As the Trump administration moves to restrict access to a highly effective vaccine against respiratory syncytial virus (RSV), mounting evidence confirms the dramatic reduction in infant hospitalisations the jabs provide.
Policy Shift Ignores Clear Clinical Benefits
Last week, US health officials, led by prominent vaccine critic and Health Secretary Robert F Kennedy Jr., announced new limits on a third of all routine childhood immunisations. This includes recommending the RSV shot only for babies deemed high-risk, rather than for all infants. This decision comes as infections from the virus, particularly dangerous for young children, begin to rise this respiratory season.
Four new studies published in the Journal of the American Medical Association (JAMA) confirm real-world observations, showing a significant decline in hospitalisations thanks to the vaccines. Prior to their approval in 2023, RSV hospitalised 2-3% of all US babies, making it the most common reason for children under five to be admitted.
"It's easy to see in real life.
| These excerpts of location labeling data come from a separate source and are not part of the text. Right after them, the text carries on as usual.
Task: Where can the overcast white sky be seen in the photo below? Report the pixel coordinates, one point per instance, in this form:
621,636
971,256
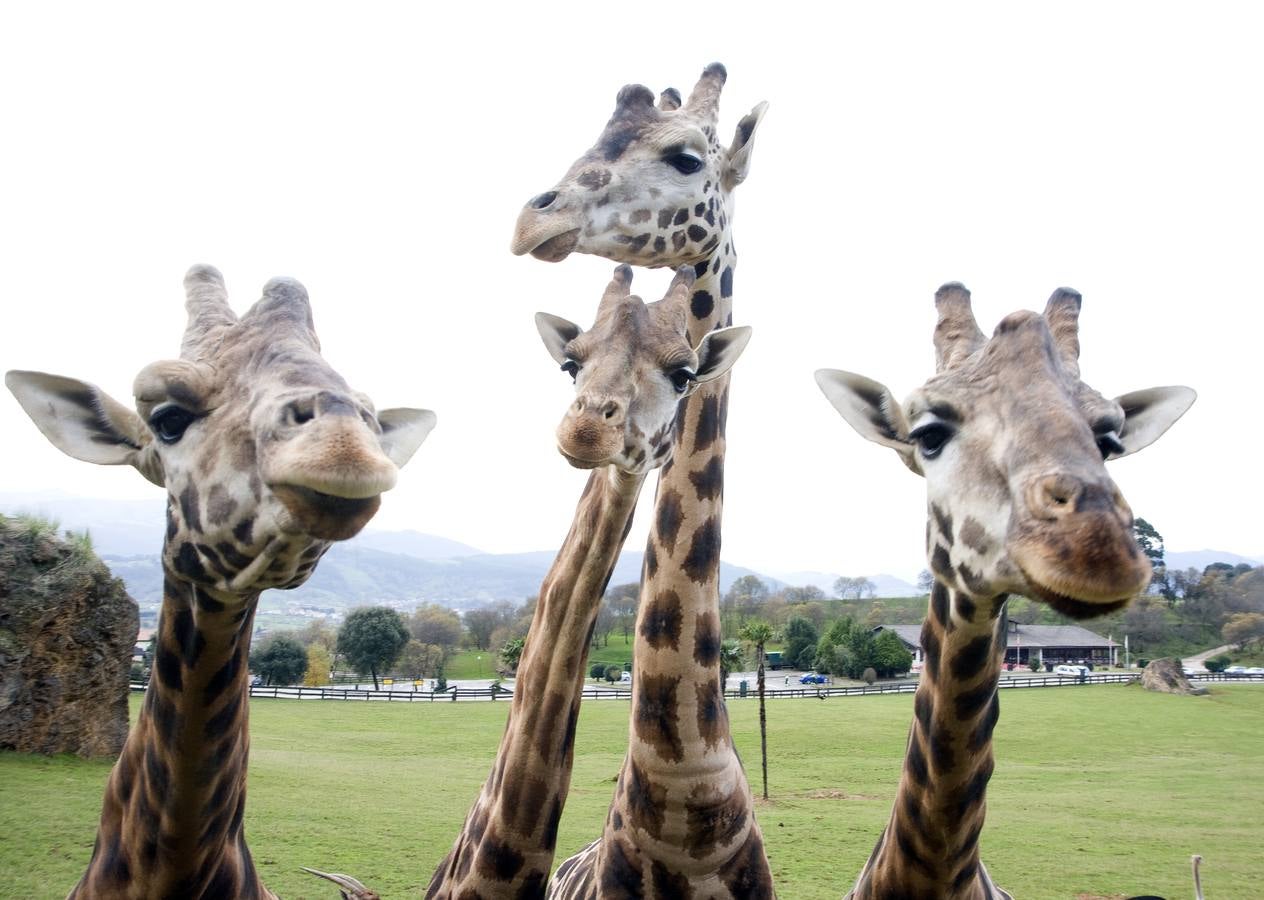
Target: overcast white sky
381,152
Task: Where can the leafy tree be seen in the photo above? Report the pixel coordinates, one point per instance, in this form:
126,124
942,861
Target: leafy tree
759,633
800,635
858,588
808,593
890,655
729,659
372,638
282,660
1243,628
432,623
317,632
319,664
623,601
511,654
479,625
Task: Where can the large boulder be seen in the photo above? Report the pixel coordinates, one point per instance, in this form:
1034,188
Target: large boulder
1166,675
67,632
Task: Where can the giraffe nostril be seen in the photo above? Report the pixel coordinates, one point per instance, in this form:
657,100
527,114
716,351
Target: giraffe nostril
542,201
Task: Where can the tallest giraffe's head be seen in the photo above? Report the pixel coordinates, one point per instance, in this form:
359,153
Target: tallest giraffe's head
655,190
266,453
1013,445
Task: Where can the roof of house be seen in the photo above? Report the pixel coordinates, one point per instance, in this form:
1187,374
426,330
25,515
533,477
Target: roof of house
1052,636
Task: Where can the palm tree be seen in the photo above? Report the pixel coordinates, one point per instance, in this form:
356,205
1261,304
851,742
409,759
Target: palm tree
759,633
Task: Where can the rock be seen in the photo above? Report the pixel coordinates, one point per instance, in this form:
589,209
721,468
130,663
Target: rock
1166,675
67,631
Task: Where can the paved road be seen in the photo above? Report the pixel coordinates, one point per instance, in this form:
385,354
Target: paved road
1195,664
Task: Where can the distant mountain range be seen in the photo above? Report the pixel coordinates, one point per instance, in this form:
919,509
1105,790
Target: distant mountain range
402,566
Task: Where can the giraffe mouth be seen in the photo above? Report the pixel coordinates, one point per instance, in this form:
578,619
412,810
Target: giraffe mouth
326,516
556,248
1072,606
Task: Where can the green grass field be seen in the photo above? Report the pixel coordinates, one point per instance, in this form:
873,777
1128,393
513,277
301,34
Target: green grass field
1104,790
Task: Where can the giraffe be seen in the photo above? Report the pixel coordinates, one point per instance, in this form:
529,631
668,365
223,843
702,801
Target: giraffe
631,372
1013,445
267,456
657,190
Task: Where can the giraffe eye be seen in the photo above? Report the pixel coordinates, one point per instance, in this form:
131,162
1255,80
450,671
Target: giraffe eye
1109,444
681,379
930,437
685,163
170,422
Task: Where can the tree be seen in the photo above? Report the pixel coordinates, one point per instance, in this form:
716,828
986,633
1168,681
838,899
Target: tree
372,638
510,655
1243,628
282,660
759,633
623,601
890,655
729,659
479,625
857,588
808,593
319,664
800,637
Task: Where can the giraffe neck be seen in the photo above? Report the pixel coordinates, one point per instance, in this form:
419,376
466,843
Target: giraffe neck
506,847
930,843
171,823
683,815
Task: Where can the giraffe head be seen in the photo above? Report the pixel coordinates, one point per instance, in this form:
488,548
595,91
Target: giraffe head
655,190
631,370
1013,445
266,453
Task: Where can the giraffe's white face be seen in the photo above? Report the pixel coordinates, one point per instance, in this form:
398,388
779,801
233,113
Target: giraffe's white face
1013,446
266,453
631,370
655,190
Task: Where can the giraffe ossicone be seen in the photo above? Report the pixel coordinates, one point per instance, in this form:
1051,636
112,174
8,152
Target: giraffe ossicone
1013,445
267,456
632,370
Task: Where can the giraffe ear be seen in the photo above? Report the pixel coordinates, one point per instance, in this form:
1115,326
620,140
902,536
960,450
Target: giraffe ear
402,432
871,410
738,162
556,334
1148,413
718,350
85,422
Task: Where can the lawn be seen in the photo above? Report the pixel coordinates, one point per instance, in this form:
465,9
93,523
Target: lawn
1105,790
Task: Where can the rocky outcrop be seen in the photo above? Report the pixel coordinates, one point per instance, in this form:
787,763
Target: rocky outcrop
1166,675
67,631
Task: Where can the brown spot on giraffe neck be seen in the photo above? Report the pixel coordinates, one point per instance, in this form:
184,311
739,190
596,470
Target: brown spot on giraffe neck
656,716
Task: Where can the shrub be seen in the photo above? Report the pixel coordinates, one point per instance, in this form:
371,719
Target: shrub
1217,664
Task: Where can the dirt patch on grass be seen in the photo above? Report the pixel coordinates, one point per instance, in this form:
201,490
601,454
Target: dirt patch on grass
836,794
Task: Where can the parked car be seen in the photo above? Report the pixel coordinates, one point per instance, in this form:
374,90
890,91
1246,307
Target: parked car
1071,669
We can really tell that hospitalisations are down," said Professor Richard Rupp of the University of Texas Medical Branch, who was involved in the RSV shot trials. "It's made a big difference."
Universal Healthcare Context Explains Different Approaches
The administration has pointed to policies in the UK, Australia, and Denmark, which also recommend the shot only for high-risk newborns. However, experts note a critical difference: those nations all recommend and provide the vaccine during pregnancy through their universal healthcare systems.
In the fragmented US system, only about a third of pregnant people receive the shot, according to the Centers for Disease Control and Prevention (CDC). This leaves a vast majority of infants unprotected without a postnatal option.
Furthermore, 81% of babies hospitalised with RSV have no underlying conditions. Restricting the shot to children with existing health issues will "miss a large majority of the potential cases," warns Dr Kevin Ault, an obstetrician-gynecologist and former member of the CDC's RSV working group.
Safety, Efficacy, and the Risk of Confusion
The data on the shots' performance is compelling. One study found the RSV vaccination during pregnancy is 70% effective at preventing infant hospitalisation, while the monoclonal antibody shot given directly to newborns was 81% effective. A follow-up study confirmed the vaccines are safe to administer during pregnancy, finding no link to preterm birth.
The shots for infants are not traditional vaccines but monoclonal antibodies, lab-made proteins that provide protection for several months. Similar RSV antibodies have been used safely in children for decades.
Experts expressed shock at the political intervention. "I was caught flat-footed," said Professor Rupp. Dr Ault called the decision one "made by political appointees without a scientific basis."
The new restrictions are expected to cause significant confusion and access problems. With no clear definition of "high-risk," hospitals and paediatricians must scramble to establish new protocols during peak RSV season. Dr Ault warns that fragmentation could lead to clinics not stocking the shot, making it unavailable even for eligible babies.
Over half of US children receive vaccines through the federal Vaccines for Children programme. While officials state the restricted shots will remain available through Medicaid, experts fear coverage could be withdrawn abruptly. "Those are the people who really will not be able to afford to have this for their children," Rupp said.
As doctors recall wards once filled with infants struggling to breathe, the consensus is clear: limiting this preventive tool risks a dangerous backslide. "All babies in the first few months of life are at high risk for RSV," Dr Ault concluded.